Esta es la fórmula con la que el joven Claude Henri de Rouvroy de Saint-Simon ha instruido a sus criados para que lo despierten. Ha nacido en París en 1760, proclama con orgullo su descendencia de Carlomagno, y en todo caso es pariente del Duque de Saint-Simon, famoso cronista de la corte de Luís XIV. El joven Saint-Simon es imaginativo, inquieto y rebelde, y su padre se ve obligado a encerrarlo en ocasiones para refrenar su conducta. Recibe formación militar en la prestigiosa academia de Mezières, a los diecisiete años es oficial, y en 1779 zarpa desde Bretaña con el regimiento Touraine para luchar por la independencia americana. Participa en una serie de escaramuzas en las Antillas, y en 1781 el regimiento se une a las fuerzas de Washington ante la batalla de Yorktown en la que Saint-Simon desempeña un buen papel al mando de una sección de artillería.
De nuevo en las Antillas participa en la batalla de Saint Kitts, y más adelante en la de Les Saintes a bordo del Ciudad de París, el buque insignia del almirante De Grasse. Herido de un cañonazo es hecho prisionero e internado en Jamaica. Tras su liberación marcha a Méjico y presenta al virrey de Méjico su primer gran proyecto de obra pública: un canal para unir el Caribe y el Pacífico a través del Gran Lago de Nicaragua.
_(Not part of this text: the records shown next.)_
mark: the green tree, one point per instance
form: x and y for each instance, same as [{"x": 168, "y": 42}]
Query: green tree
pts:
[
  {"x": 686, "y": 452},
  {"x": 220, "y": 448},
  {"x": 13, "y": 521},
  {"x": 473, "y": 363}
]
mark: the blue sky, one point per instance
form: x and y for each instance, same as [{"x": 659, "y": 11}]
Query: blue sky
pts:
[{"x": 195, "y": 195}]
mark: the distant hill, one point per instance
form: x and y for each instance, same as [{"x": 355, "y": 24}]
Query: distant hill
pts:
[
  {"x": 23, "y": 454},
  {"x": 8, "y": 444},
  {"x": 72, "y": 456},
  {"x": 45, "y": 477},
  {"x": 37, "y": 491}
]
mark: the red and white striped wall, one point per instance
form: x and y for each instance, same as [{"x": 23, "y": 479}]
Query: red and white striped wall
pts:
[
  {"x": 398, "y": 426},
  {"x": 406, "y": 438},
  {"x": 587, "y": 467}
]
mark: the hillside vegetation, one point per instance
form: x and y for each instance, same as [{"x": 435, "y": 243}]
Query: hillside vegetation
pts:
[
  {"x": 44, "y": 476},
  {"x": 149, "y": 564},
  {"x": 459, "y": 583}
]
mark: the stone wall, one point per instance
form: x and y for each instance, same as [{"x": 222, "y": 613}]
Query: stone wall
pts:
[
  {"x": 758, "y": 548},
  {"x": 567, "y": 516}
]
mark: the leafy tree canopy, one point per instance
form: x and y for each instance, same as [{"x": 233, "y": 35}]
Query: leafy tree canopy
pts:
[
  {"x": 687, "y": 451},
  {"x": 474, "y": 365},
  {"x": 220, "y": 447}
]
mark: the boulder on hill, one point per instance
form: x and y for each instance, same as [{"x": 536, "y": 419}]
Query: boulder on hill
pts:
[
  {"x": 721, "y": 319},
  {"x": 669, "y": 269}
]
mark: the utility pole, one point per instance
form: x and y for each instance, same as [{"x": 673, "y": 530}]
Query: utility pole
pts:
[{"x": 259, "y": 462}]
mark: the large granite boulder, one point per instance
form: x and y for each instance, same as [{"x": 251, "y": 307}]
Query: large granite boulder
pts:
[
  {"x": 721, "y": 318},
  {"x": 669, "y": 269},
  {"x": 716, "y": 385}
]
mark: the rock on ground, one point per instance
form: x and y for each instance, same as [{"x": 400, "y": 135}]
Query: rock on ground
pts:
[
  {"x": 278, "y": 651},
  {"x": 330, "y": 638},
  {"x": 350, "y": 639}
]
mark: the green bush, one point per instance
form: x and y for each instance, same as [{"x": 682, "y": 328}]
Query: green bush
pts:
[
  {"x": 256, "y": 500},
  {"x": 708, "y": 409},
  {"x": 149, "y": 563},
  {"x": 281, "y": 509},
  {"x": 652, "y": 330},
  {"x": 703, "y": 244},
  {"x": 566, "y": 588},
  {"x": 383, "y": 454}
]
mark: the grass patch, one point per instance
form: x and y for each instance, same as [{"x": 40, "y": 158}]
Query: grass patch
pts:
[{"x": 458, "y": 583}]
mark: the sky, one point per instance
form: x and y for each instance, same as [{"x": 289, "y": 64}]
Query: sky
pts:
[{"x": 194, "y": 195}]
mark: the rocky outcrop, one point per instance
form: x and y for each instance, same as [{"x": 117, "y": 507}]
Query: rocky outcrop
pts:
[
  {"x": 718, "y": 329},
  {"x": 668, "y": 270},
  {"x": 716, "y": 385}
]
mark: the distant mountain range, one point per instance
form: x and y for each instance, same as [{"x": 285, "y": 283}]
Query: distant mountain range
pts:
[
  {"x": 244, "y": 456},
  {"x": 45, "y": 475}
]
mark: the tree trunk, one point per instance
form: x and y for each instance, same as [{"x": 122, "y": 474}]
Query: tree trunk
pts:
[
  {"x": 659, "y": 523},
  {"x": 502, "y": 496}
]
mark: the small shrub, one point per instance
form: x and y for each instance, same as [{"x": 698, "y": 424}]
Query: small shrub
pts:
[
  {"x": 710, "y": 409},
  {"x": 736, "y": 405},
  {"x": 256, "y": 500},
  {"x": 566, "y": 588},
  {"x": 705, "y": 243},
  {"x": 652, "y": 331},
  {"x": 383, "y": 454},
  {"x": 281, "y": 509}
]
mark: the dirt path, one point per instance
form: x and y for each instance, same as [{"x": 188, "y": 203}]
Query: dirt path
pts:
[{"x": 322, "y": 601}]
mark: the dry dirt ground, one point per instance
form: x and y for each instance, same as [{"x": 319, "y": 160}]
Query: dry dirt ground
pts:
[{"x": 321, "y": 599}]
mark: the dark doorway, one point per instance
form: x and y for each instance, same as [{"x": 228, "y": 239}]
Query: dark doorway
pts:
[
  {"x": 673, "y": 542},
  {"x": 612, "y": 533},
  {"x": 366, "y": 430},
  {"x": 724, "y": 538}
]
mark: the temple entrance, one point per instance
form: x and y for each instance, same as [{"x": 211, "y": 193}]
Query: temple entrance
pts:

De vuelta en Francia Saint-Simon va ascendiendo en la escala militar, pero se aburre y abandona el ejército. Reaparece en 1786 en Holanda, empeñado en organizar una expedición conjunta de franceses y holandeses para echar a los ingleses de la India. Hay que decir que, a pesar de haberlos combatido a conciencia, Saint-Simon admirará toda su vida a los ingleses: En 1787 Saint-Simón viaja a España, donde promueve el proyecto del canal de Guadarrama [1], diseñado dos años antes por el ingeniero Carlos Lemaur. La obra pretende unir Madrid con el Atlántico contactando a través de canales y esclusas el Manzanares, el Guadarrama, el Tajo y el Guadalquivir:
“El gobierno español había emprendido la realización de una canal que debería establecer la comunicación de Madrid con el mar; aquella empresa languidecía porque aquel gobierno carecía de obreros y de dinero; me puse en contacto con el señor Conde de Cabarrús, actual ministro de Hacienda y conjuntamente presentamos al gobierno el siguiente proyecto. El señor conde de Cabarrús proponía en nombre de la Banca San Carlos, de la cual era director, suministrar al gobierno los fondos necesarios para la ejecución del canal si el rey accedía al abandono de los derechos de peaje a favor del citado establecimiento”[2].
Saint-Simon permanece dos años en Madrid, y durante su estancia conoce a Segismond Ehrenreich, conde de Redern, el inicio de una turbulenta amistad que marcará su vida. Regresa a Francia durante los primeros meses de la revolución, y adopta una actitud ambigua:
“Cuando regresé a Francia la Revolución ya estaba iniciada; no quise mezclarme en ella, pues si por un lado estaba convencido de que el antiguo régimen no podía continuar, por el otro siempre he sentido a versión hacia la destrucción, y allí no cabían términos medios”.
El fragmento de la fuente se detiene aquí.